It was in these times that Carlyle wrote some of his most
distinguished essays and also established what proved to be a
lifelong friendship with the American essayist Ralph Waldo
Emerson following Emerson's visit of August 1833 to him in
Scotland. Carlyle also began to study the history of the French
Revolution.
Following on from this mixed success in Scotland the Carlyles
decided to again try their luck in the English capital, this move
being decided in large part by the readier availability of
resources for historical study there.
In the summer of 1834 the Carlyles moved to the Chelsea,
London, and this time Thomas Carlyle had more success as a man of
letters becoming accepted in the literary circle that included
the essayists Leigh Hunt and John Stuart Mill.

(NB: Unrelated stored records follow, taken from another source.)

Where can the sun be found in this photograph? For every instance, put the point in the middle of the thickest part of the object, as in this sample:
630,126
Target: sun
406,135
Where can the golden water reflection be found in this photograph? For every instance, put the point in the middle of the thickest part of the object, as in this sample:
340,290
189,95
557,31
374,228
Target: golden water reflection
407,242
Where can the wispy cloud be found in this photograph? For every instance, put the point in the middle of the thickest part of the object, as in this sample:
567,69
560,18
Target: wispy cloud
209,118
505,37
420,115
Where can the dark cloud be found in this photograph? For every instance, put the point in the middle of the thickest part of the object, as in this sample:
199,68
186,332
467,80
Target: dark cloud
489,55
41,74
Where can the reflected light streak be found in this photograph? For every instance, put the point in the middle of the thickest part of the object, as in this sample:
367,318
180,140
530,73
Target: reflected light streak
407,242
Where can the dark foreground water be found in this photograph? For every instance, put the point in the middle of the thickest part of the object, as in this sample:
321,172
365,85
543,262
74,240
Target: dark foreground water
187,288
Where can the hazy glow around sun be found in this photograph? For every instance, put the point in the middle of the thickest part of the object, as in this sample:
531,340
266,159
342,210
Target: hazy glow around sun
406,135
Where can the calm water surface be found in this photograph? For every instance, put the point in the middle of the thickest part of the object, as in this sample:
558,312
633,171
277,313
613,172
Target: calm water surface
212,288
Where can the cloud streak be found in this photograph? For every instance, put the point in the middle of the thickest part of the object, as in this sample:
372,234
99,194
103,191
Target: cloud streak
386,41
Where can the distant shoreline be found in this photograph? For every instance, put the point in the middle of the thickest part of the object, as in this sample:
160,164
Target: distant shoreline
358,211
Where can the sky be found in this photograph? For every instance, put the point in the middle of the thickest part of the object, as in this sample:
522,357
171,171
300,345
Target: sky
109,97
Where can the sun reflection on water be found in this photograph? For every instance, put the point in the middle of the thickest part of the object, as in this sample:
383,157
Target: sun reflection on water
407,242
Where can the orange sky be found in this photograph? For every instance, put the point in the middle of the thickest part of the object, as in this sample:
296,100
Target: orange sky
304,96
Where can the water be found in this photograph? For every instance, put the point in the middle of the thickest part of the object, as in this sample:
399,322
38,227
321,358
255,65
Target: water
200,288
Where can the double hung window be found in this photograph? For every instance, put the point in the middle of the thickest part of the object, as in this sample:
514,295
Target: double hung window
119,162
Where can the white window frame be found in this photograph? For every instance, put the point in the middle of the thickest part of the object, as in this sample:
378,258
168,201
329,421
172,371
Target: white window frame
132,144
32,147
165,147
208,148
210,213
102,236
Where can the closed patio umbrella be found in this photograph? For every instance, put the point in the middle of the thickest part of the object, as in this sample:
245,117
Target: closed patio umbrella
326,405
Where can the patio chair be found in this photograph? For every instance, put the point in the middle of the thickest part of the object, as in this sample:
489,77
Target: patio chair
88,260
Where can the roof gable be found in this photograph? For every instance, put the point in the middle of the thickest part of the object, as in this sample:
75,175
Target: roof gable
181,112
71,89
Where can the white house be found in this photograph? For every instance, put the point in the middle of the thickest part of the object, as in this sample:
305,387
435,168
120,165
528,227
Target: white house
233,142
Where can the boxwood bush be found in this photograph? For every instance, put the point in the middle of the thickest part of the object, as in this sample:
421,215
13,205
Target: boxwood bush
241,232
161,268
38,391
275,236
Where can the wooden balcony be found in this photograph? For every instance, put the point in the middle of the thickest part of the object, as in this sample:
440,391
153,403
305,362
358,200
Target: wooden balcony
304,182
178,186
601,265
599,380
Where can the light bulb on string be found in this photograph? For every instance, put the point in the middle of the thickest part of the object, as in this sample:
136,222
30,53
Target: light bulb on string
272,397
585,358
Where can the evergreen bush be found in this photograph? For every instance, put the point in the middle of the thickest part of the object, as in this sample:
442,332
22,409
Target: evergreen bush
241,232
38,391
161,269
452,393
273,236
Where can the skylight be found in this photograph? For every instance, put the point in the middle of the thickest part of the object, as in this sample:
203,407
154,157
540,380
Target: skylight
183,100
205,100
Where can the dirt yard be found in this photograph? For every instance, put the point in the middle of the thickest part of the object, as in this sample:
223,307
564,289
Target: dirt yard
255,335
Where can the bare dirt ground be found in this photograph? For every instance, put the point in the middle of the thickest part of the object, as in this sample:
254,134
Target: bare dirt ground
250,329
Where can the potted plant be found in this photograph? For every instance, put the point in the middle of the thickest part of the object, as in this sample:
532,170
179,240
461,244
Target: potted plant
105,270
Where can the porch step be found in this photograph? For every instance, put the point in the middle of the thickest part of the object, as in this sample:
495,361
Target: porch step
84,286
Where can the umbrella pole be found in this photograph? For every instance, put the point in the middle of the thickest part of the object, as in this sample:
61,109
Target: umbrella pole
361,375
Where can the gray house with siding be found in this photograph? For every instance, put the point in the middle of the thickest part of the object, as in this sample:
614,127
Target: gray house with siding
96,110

In London Carlyle's friendship with Mill was of practical
benefit in that Mill had a collection of books relating to the
French Revolution that were made available to Carlyle. When
Carlyle had finished the manuscript of the first volume he lent
it to Mill who happened to leave it at the house of a lady
friend. The manuscript was subsequently regarded by an illiterate
housekeeper to be a pile of waste paper, and was as such consumed
by flames whilst at this house. Although Mill offered to pay a
fairly handsome amount to Carlyle by way of compensation Carlyle
who was most reluctant to take any of Mill's money was eventually
persuaded into accepting a lesser sum that was, in his opinion,
broadly appropriate to the loss of time that had been
incurred.
It was in January 1837 that Carlyle finished his two volume
"The French Revolution, A History." This study concentrated on
the oppression of the poor, and was immediately successful upon
its publication in that same year. Carlyle's "French Revolution"
benefited by being favourably reviewed by Mill and by Thackeray.
It is seen as not being fully in line with stricter modern
standards of factual accuracy yet as being enhanced by the
insight, sympathy and intuition about human life that Carlyle was
able to portray upon a solid historical framework.
Following on from the publication of his work on the French
Revolution Carlyle was sought after to give series of Lectures
from which he earned a welcome income from 1837-41.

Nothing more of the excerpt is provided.